Nature was forgiving; a pushover and we pushed and pushed until the thread that kept all things together, snapped.

The increasing death rate of fish and the disappearing of seagulls didn't startled us, at first. Animals were dying all the time and if something was terribly wrong, the scientists were going to fix it, right? I remember going to the grocery store, one of those early days, and taking a look at the frozen squids.

"You're still here, aren't you?" I said and grabbed a plastic bag. "They always try to scare us," I mumbled to myself.

Through the following years, more and more animals start sharing the same fate. Gradually but steadily animals -from cows and chickens to cats and dogs- became sick and ended up dead weeks after the first symptoms' appearance. The government prohibited the consuption of meat and meat products, as a temporary measure. They said it was until they could find the cause and make the right amendments.

I stopped eating meat that day and became the most loyal vegan.

Still, the black market kept providing the "forbidden fruit" to wealthy consumers. If I could afford it, I'd have bought a steak for myself. Three meatless years were too much. So much for my loyalty!

The city streets began to stink even more than usual. Gradually but steadily stray pets flooded the sidewalks. The stench of their corpses was asphyxiating. Despite, the scientists' claims that pets brought us no harm even if they were sick, most people still abandoned them.
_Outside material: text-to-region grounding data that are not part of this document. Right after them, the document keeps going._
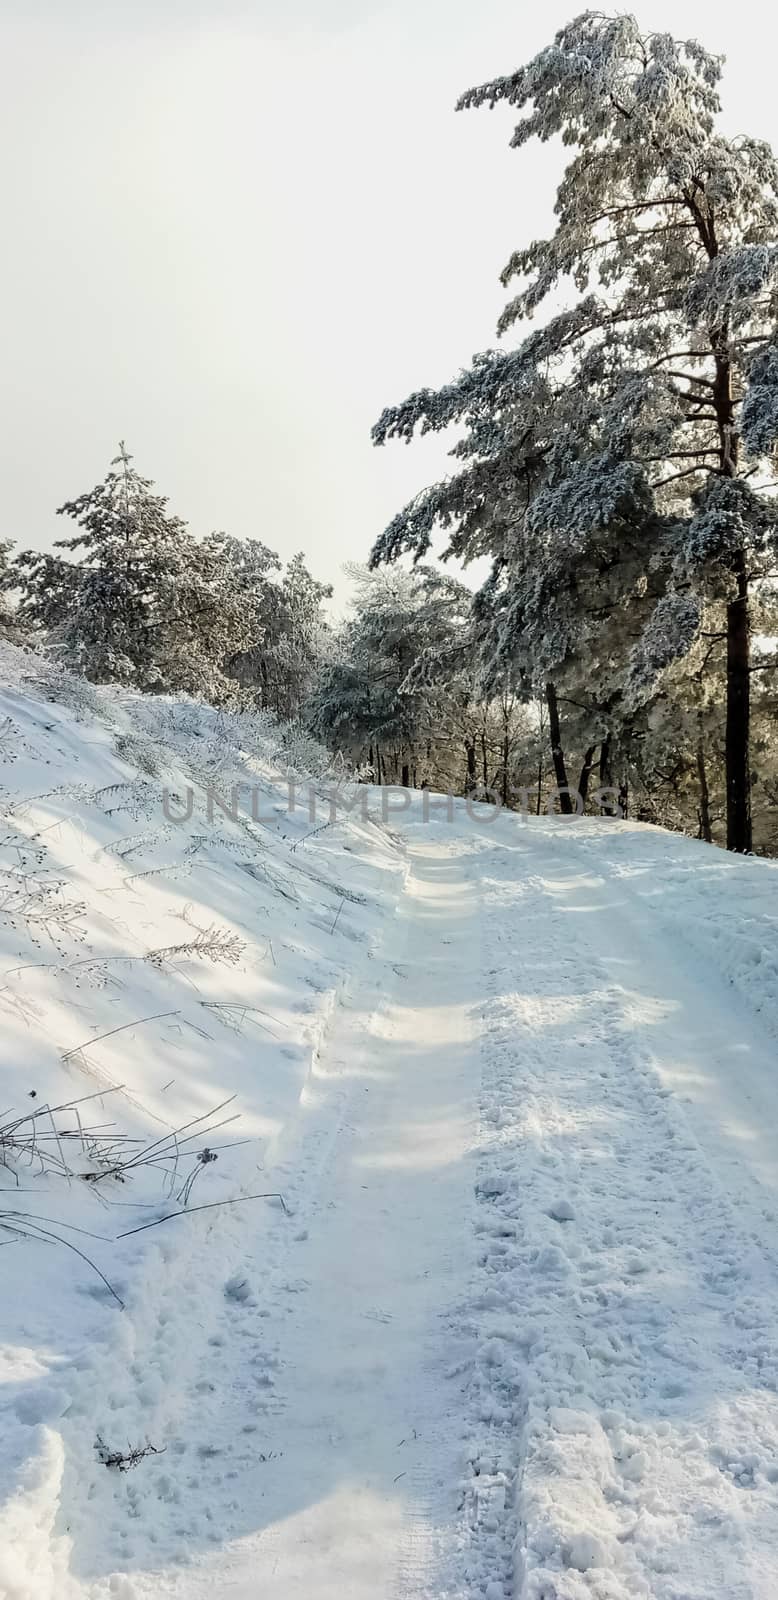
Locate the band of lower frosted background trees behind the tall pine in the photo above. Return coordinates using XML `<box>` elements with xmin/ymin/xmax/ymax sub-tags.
<box><xmin>2</xmin><ymin>432</ymin><xmax>778</xmax><ymax>853</ymax></box>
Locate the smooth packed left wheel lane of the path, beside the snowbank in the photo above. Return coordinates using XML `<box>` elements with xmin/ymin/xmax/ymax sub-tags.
<box><xmin>72</xmin><ymin>840</ymin><xmax>479</xmax><ymax>1600</ymax></box>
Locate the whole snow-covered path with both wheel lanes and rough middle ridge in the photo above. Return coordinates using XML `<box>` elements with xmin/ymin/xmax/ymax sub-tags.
<box><xmin>30</xmin><ymin>818</ymin><xmax>778</xmax><ymax>1600</ymax></box>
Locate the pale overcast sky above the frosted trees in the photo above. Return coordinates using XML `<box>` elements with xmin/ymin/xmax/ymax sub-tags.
<box><xmin>0</xmin><ymin>0</ymin><xmax>778</xmax><ymax>611</ymax></box>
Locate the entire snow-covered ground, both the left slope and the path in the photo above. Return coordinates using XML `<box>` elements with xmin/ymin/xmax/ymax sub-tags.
<box><xmin>0</xmin><ymin>651</ymin><xmax>778</xmax><ymax>1600</ymax></box>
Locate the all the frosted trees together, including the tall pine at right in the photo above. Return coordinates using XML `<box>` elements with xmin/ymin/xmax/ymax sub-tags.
<box><xmin>2</xmin><ymin>13</ymin><xmax>778</xmax><ymax>853</ymax></box>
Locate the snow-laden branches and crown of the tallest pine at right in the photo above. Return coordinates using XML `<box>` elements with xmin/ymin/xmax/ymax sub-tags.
<box><xmin>373</xmin><ymin>13</ymin><xmax>778</xmax><ymax>851</ymax></box>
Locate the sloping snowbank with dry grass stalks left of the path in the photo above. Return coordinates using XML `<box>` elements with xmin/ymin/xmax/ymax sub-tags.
<box><xmin>0</xmin><ymin>646</ymin><xmax>405</xmax><ymax>1600</ymax></box>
They were scared. We were scared.

The situation never got better: the prohibition was still in place, the animals' suffering and decay were progressing, rumors were spreading like plague and people's worry, exasperation and anger were filling the atmosphere.
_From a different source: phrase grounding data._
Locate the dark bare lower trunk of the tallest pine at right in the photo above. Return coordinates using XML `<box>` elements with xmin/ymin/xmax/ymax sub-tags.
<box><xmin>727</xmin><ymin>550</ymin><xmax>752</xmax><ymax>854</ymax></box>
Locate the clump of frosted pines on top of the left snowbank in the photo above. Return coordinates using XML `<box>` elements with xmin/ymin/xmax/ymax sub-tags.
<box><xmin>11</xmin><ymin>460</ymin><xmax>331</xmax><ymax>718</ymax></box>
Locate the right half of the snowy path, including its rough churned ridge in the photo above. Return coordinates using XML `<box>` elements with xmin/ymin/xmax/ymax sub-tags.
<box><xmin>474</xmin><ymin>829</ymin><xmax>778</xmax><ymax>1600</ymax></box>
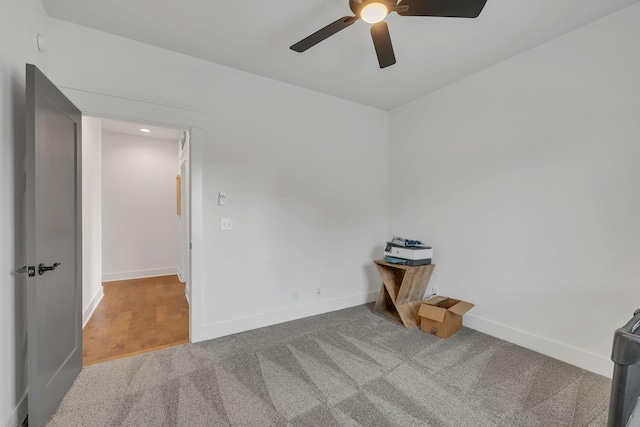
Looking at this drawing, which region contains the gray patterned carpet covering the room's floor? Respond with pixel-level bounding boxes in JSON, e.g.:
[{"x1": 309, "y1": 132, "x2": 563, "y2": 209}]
[{"x1": 48, "y1": 305, "x2": 611, "y2": 427}]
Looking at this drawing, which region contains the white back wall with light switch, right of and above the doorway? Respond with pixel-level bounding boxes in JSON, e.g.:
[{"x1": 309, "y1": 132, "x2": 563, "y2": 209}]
[{"x1": 50, "y1": 19, "x2": 388, "y2": 341}]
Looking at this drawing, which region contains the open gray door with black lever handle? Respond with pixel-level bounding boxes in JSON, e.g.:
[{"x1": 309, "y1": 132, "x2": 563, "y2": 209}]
[{"x1": 26, "y1": 64, "x2": 82, "y2": 427}]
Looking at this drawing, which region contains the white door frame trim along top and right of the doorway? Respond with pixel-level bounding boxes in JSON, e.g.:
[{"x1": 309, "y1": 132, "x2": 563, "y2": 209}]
[{"x1": 59, "y1": 86, "x2": 205, "y2": 342}]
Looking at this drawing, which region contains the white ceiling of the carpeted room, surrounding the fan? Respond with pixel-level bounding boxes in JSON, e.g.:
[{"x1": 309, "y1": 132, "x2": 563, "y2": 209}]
[{"x1": 42, "y1": 0, "x2": 640, "y2": 110}]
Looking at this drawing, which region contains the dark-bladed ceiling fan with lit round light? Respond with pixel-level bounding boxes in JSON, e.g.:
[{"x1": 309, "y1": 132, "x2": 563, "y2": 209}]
[{"x1": 290, "y1": 0, "x2": 487, "y2": 68}]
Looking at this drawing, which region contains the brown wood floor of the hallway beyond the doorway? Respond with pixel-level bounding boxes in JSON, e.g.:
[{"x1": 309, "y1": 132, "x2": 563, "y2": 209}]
[{"x1": 82, "y1": 275, "x2": 189, "y2": 366}]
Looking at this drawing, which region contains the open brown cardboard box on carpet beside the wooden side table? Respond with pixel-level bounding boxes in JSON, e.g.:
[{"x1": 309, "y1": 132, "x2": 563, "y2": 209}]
[{"x1": 418, "y1": 296, "x2": 474, "y2": 338}]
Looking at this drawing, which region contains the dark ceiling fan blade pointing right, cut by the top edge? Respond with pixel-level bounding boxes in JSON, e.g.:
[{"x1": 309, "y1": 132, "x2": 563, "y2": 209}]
[{"x1": 398, "y1": 0, "x2": 487, "y2": 18}]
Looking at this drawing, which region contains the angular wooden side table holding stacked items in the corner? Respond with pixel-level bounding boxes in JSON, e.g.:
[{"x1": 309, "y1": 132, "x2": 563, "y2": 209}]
[{"x1": 373, "y1": 259, "x2": 435, "y2": 328}]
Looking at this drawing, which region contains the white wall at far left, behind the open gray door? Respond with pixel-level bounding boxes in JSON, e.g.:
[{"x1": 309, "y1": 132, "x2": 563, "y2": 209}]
[{"x1": 0, "y1": 0, "x2": 48, "y2": 427}]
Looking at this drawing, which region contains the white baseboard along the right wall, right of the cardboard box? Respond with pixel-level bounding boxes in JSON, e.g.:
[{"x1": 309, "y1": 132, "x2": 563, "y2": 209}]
[{"x1": 463, "y1": 314, "x2": 613, "y2": 378}]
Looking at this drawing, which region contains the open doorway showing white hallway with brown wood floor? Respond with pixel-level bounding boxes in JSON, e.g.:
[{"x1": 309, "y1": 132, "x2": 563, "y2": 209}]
[{"x1": 82, "y1": 116, "x2": 190, "y2": 365}]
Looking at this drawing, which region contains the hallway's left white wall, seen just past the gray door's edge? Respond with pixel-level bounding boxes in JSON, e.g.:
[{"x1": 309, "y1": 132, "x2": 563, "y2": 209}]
[{"x1": 82, "y1": 116, "x2": 104, "y2": 326}]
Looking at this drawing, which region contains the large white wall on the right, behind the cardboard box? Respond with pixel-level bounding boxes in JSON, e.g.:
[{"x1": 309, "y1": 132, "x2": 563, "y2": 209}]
[{"x1": 389, "y1": 5, "x2": 640, "y2": 375}]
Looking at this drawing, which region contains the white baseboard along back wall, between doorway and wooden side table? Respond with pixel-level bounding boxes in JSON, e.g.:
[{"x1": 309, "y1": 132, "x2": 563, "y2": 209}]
[{"x1": 191, "y1": 291, "x2": 379, "y2": 342}]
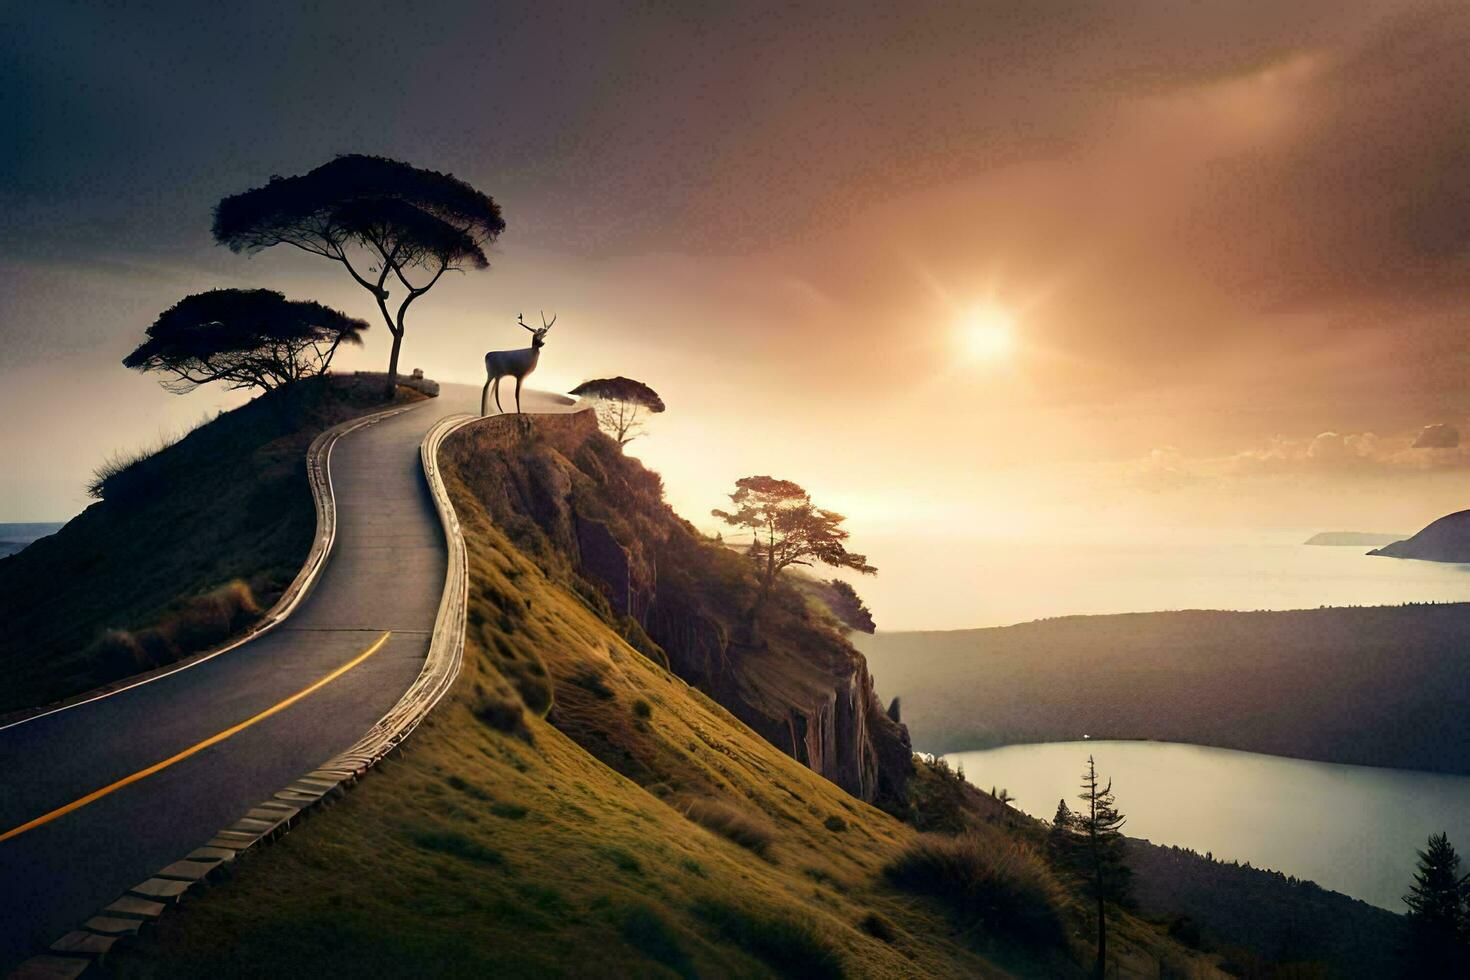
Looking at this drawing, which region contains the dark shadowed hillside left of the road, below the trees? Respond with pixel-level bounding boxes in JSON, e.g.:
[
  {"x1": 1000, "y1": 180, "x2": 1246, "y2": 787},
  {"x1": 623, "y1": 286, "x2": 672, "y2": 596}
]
[{"x1": 0, "y1": 376, "x2": 420, "y2": 714}]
When the unavoided deaths of humans occured, the devastating news that water was to blame accompanied them. Water was the unknown enemy all along. It was poisoned by years and years of plastic decomposition. We were drinking it. It was in our soil, in our fruits and vegetables, in the animals that we used to eat. No damage control could restore the nature's balance now. It was too late. We have done it. We were going to be our downfall.

Ten years had passed from The Revelation and I'm still here; alone. Only death surrounds me. I fought for clear water and I fought for clear food until there was none left. What else is there to fight for?

Two years I've been drinking polluted water now and yesterday I had the first cramps, the first symptom of the disease. I'm not afraid to leave a world that is no more. 

If only I knew that -gradually but steadily- the whole planet was going to suffer for humanity's careless and selfish actions, I would have done better. We would have done better.